After not being able to gather for Canoe Journey for multiple years due to COVID, the Snoqualmie Tribe and many other tribes across the Coast Salish region gathered for Canoe Journey 2023, hosted by the Muckleshoot Tribe this summer. The Snoqualmie Tribe’s Canoe Family started their journey on the Snoqualmie River and Journey ended a couple weeks later after protocol.

It was a great reminder to folks who like to recreate on Snoqualmie Tribe ancestral lands and waters of the need to be mindful and provide space for Tribal Members to engage in our traditional cultural practices. The Snoqualmie River is an exceptionally popular area and it can get difficult for our pullers to navigate those who float, jet ski, and recreate in other ways in the area as it can get very crowded.

“I think about those who passed knowledge on to me and some of them aren’t here anymore. But they live on in those stories and that’s my responsibility to pass on to others. It’s hard sometimes, but we do it because they did it for us.” – Council Member Alternate Melynda Digre

Geese & Gary

This summer the Tribe found not just geese but also goldfish on the Reservation. Both of these situations highlighted the need for folks to be more informed about the need for appropriately handling invasive species within the Tribe’s Ancestral Lands.

Gary Update: Gary is doing well, with our Environmental and Natural Resources team looking after him!

Geese Update: A local family adopted the geese, who went on to win multiple ribbons at a local State Fair!

Wildlife Ambassadors & Bandana with Conservation Northwest

This summer the Tribe worked with Conservation Northwest and the local Mt Baker Snoqualmie National Forest’s Snoqualmie Ranger District to bring increased awareness and education about wildlife in the Middle Fork Snoqualmie.

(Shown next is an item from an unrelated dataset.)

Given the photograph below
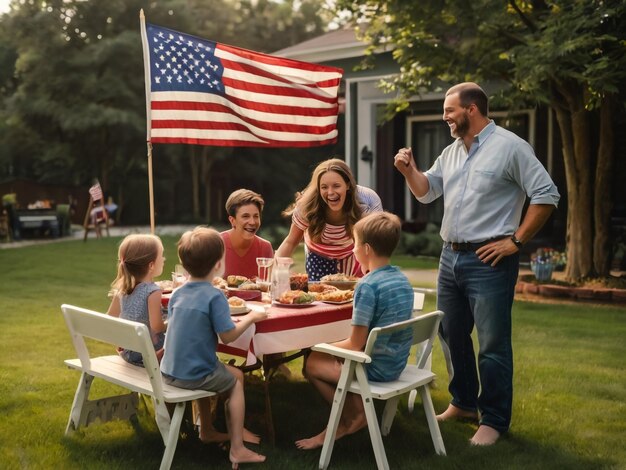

Read about the effort here: https://conservationnw.org/notes-from-the-field-wildlife-ambassador-project-in-the-middle-fork-snoqualmie-river-valley/

Connections with all of you!

This year we were able to gather with more of you than ever, as we gathered at the Mindfulness Hike hosted by Seattle Running Collective, the Camas Restoration presentation hosted by the Meadowbrook Farm Preservation Association, and some other presentations and small gatherings throughout the year. We are looking forward to even more opportunities to gather with our partners and supporters in 2024!

Some of you also volunteered at the Tribe’s Restoration events hosted by our Environmental and Natural Resources (ENR) team, proving how recreation can be redefined to include activities which build reciprocity by giving back to Tribal Ancestral Lands.

So many of you also responded to our ask for feedback through our survey this Fall – thank you so much for everyone who responded! Thank you also for your patience as we work on getting out those special thank yous to those of you who voiced interest – we’re working on it!

Thank you to everyone who helped by sharing our posts, engaging in the comments, sending us appreciative notes and encouragement, and for all of the general support throughout the year. We appreciate you all so much.